2017年6月8日木曜日

イ・サン59話「悲しみの行方」

雨ざらしにあったせいか、元嬪の具合が急に悪くなり、意識もないということであったが、なぜか淑昌宮への見舞客は1人も来なかった。
元嬪付きの尚宮は、この現実に悲嘆にくれた。しかし見舞客にも、それぞれの事情があり、それはだいたいこういうワケだった。
サンは淑昌宮へ見舞いに行く予定であった。ところがナム尚膳がせっぱつまった様子で言うには、
「清国皇帝の誕生を祝う使節を決める会議があります。返答の期限が過ぎており、一刻の猶予もありません」
とのことである。せめてグギョンだけでも、先に元嬪のところへ行くようサンは勧めたものの、グギョンの方も、昨夜の王様の狙撃事件について、ぜひ論議したく、何が何でも会議には出席するつもりであると断った。
中殿にいたっては、もう見舞いへ行きかけていたところへ、恵慶宮に止められた。
「慈悲を施す必要はありません。

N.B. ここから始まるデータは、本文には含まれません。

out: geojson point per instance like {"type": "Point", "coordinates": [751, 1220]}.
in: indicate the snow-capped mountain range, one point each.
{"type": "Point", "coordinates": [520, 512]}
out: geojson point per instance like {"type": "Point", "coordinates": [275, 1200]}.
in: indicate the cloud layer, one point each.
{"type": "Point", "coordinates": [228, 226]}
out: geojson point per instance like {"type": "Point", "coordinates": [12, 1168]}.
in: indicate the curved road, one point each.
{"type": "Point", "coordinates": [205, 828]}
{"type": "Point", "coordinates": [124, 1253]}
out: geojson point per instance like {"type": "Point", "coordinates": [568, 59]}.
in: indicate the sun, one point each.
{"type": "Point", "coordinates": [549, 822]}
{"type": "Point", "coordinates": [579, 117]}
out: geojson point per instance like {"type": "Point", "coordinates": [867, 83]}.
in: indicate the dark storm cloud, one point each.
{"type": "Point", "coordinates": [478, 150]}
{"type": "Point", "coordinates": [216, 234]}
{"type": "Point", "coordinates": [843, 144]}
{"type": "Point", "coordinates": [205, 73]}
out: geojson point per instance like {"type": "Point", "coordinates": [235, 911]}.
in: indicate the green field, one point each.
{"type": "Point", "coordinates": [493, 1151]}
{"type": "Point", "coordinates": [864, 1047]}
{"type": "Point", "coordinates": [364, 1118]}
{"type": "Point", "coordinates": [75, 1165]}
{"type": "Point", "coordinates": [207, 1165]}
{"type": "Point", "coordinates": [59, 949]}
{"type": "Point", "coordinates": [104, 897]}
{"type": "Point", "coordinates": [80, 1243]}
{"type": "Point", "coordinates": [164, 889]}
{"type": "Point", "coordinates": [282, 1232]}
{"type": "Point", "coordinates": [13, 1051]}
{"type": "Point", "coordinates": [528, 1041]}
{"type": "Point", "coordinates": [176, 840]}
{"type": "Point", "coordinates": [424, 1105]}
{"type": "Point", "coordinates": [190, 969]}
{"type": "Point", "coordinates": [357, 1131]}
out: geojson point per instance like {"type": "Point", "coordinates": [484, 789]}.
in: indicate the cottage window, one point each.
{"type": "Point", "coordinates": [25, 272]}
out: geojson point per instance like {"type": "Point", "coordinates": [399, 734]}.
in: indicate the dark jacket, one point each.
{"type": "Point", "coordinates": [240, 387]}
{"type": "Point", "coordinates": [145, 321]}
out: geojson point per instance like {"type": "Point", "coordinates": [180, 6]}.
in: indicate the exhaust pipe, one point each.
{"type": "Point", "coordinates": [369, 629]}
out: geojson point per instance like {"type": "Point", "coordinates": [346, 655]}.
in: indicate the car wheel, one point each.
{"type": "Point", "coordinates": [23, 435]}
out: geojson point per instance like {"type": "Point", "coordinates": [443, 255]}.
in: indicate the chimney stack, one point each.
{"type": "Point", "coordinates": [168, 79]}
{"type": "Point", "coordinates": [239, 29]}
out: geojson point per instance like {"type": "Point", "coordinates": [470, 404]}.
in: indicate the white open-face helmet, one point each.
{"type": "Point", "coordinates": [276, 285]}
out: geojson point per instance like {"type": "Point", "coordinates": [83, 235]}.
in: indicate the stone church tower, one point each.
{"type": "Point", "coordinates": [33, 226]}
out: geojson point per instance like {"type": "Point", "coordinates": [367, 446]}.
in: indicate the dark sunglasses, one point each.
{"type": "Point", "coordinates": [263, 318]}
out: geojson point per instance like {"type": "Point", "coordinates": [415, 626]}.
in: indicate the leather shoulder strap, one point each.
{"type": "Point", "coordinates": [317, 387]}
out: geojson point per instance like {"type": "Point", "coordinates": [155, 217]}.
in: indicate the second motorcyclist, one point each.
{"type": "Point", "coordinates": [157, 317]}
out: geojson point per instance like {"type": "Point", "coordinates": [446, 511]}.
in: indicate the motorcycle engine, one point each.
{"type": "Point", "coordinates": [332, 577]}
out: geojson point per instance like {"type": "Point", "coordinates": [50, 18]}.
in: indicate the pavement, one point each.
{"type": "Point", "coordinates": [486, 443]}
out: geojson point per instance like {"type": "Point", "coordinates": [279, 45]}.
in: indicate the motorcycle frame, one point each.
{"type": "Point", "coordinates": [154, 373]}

行かないことが中殿としての務めです。すべて元嬪自身が招いたこと。これもあの者に科せられた罰のうちなのです」
恵慶宮にしてみれば、妊娠中に益母草を飲んだ元嬪の行為は非常識で、到底、許されないことであった。それより何より、大事な御子を失ったというのが、恵慶宮にとっては一番の痛手だった。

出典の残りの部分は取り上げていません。